Unfortunately, there are times when teaching kids to love nature actually harms nature. And then you have to weigh the costs and benefits. On the one hand, some wildlife -- plants, insects, birds, whatever it is on a given day -- is harmed. Maybe even killed. Maybe it's even something really rare and special. Obviously, this is, to use a terribly non-descriptive word, bad. But if you don't let the kids into the nature, the result might be even worse. A generation -- which will eventually come into power -- that has never been in nature. Doesn't respect it, doesn't love it, doesn't feel connected to it, isn't willing to pay more taxes to preserve it or do any of the other numerous things that people can do to help it.

Now, I am not a person who believes nature is for people. I believe in the intrinsic value of nature, that it has its own worth apart from how people enjoy it or even depend on it. I understand the importance of biodiversity to the ecosystem. But I want other people to think these things, too, and it's hard to learn about something without experiencing it. And it's impossible to learn to love something without experiencing it.

It reminds me of the memorable passage in Richard Louv's book Last Child in the Woods, where he interviews conservation professionals. He asks them, what got you to where you are today -- in other words, why did you become a conservation professional. They all told some version of a story in which, as youth, they explored wild spaces and built forts, played hide-and-seek, or did whatever kids do. They he asked them if they would allow kids to do those things in the wilderness areas they worked at... and the answer was a resounding NO. Ironic...

Our wilderness and our world has changed. When those professionals were running through the woods, a lot of them probably weren't running through forest preserves, but rather more like undeveloped areas that nobody managed. There aren't a lot of those left in this area. The open spaces are managed, and someone takes them personally. They don't want people to go off the trail. This might be OK if the trails I was talking about were paths... small, for foot traffic... paths where you can feel close to nature. Around here, they make an entirely different brand of multi-use trail. They're about 8-10 feet of gravel, with 3-4 feet of mower turf grass on either side. We're talking a highway 14-18 feet in width. You could drive a car on these trails. In fact, I've seen that happen many a time. These trails make you feel removed, as separate from nature as if you were on a road. They're fitness trails, not commune with nature trails. Kids (and adults) need to commune with nature.

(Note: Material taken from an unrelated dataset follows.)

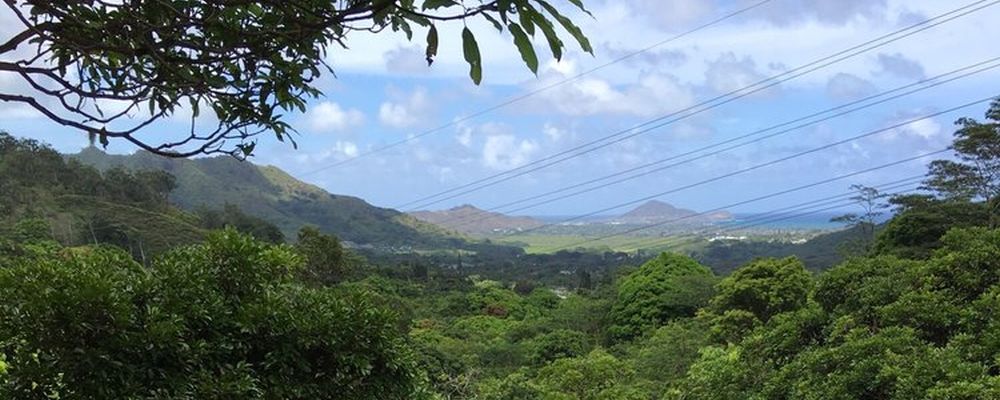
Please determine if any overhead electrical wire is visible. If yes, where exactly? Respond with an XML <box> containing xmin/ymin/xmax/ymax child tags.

It's all a matter of numbers, really. If one kid explores in the woods, it's not a big deal. Something might get stepped on but most things come back from that. If a hundred kids do the same thing, it causes a lot more damage. It's more of a trampling by a herd than a little step. So yeah, as population, and population density, increase around here, there's more stresses on the wildlife. But the real problem is that in today's world, at least around here, one kid doesn't go into the wilderness anyway. For one thing, a lot of kids don't have access anyhow. But for another, we're constantly worried about their safety. Kidnappers and ... I actually heard a group of moms worrying about coyotes the other day. Really. At any rate... Kids don't roam free as they used to. And so, we (well, there's a small movement at least) are trying to do it in school, safely and with supervision. But this means volume. One class of kids makes a big impact. A whole school makes an even bigger impact. So you see...

It's a conundrum. But I'm tired, it's been a long day. I'm finished with thoughtful.

So... on to the interesting.
This Cooper's was in my yard when I got home. I didn't want to disturb it so I took the photo on the left through the window. Later, when it flew off, I went outside. On the right is what was left of the robin that has lived its last moments in my yard.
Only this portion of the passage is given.